Conocí a María una fría mañana de junio del ‘93. En la sala de  espera de un pequeño hospital enclavado en plena meseta  patagónica, ella aguardaba su turno conmigo. Yo tenía tan solo 27  años y en el breve tiempo que llevaba ejerciendo, la poca  experiencia se compensaba con el impulso de mi juventud y con  el entusiasmo de trabajar en esta apasionante profesión de  psicólogo. María en cambio tenía la experiencia y la sapiencia de  sus 52 años de edad y sus casi 30 años de ejercer la docencia  como maestra rural. Había cosas en común que atravesaban su  humanidad y la mía y promovían en el encuentro terapéutico una empatía que me ayudó a comprender su realidad y sus circunstancias. Teníamos algo en común: nuestra procedencia, ya que ambos éramos cordobeses. Además, nuestro destino: aquel pueblito árido y ventoso alejado de los grandes centros de poder, de las grandes urbes, al cual habíamos llegado (ella casi tres décadas antes que yo) para desarrollar nuestras vocaciones. Y compartíamos  la convicción de que ese -como tantos otros lugares recónditos de este extenso país- era un territorio donde, más que en otros, las personas con sus diversas profesiones u oficios eran necesarias, por no decir imprescindibles.Ella y su esposo se habían radicado en este pueblo de 5000 habitantes veintinueve años atrás, exactamente un 18 de febrero de 1964. Ambos eran maestros,  jóvenes e idealistas impulsados por el sueño de un lugar tranquilo donde criar a los hijos (aunque nunca pudieron ser padres), por llevar una vida libre de las avaricias y el anonimato de la ciudad. Él se quedo en la escuela del pueblo y ella eligió la escuelita de un paraje ubicado a seis leguas de distancia. La conmovió saber que  llevaba cuatro años cerrada por falta de maestros; la movilizó el desafío… y su tremenda humanidad. Fueron sus convicciones las que la hicieron permanecer sin pensar jamás en volver al confort de su Córdoba natal, aún cuando a los cinco años de estar en esas tierras su marido murió en un accidente automovilístico. A pesar de la insistencia de sus familiares y amigos para que retornara, María se quedó y se fue arraigando como un árbol a la tierra. Y sus convicciones se colorearon de utopías y éstas, al decir de Eduardo Galeano, le sirvieron para caminar y seguir caminando por años las áridas y despobladas tierras de la meseta patagónica.

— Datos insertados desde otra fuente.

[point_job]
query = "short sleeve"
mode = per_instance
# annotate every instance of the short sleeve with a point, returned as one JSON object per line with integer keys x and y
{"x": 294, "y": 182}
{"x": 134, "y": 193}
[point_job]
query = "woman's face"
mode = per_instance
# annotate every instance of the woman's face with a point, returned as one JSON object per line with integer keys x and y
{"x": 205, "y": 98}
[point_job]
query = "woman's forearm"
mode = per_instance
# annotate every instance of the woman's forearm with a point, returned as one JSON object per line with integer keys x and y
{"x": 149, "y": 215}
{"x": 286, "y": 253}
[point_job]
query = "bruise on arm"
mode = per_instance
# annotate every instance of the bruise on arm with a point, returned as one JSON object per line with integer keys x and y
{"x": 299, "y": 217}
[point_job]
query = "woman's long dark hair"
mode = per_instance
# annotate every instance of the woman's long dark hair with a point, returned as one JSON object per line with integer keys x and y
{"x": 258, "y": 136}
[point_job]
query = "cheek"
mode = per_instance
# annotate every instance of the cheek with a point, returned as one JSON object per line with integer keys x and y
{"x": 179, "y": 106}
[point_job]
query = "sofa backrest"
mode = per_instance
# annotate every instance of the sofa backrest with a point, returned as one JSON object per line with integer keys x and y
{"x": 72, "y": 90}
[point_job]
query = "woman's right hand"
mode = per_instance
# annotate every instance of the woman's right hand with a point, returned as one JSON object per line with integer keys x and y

En la primera entrevista, mientras tomo sus datos personales y casi como aportándome un dato de su identidad me dice: “soy católica y peronista, católica por tradición y peronista por convicción” y agrega: “pero peronista de Perón y Evita”, acaso queriendo diferenciarse de las políticas neoliberales que gobiernan e impregnan el aire en esos años. Su rostro arrugado y su piel reseca no coinciden con su edad cronológica. “Si se queda en éstas tierras se pondrá igual que yo”,  comenta, tal vez adivinando en mi mirada el asombro disonante entre sus años y las huellas que el tiempo ha marcado en su cuerpo. Y continúa: “la piel se va curtiendo de frío, viento y salitre y se va arrugando; algo parecido le va pasando al alma”.

María llegó a la consulta conmigo derivada por la Junta Médica del Consejo Provincial de Educación. Llevaba un año de carpeta psiquiátrica asistiendo una vez al mes a un psiquiatra en la capital provincial, y estaba medicada con antidepresivos. La Junta le había renovado la carpeta por sesenta días y le solicitaba, además de los informes psiquiátricos, valoración psicológica sugiriéndole iniciar un tratamiento.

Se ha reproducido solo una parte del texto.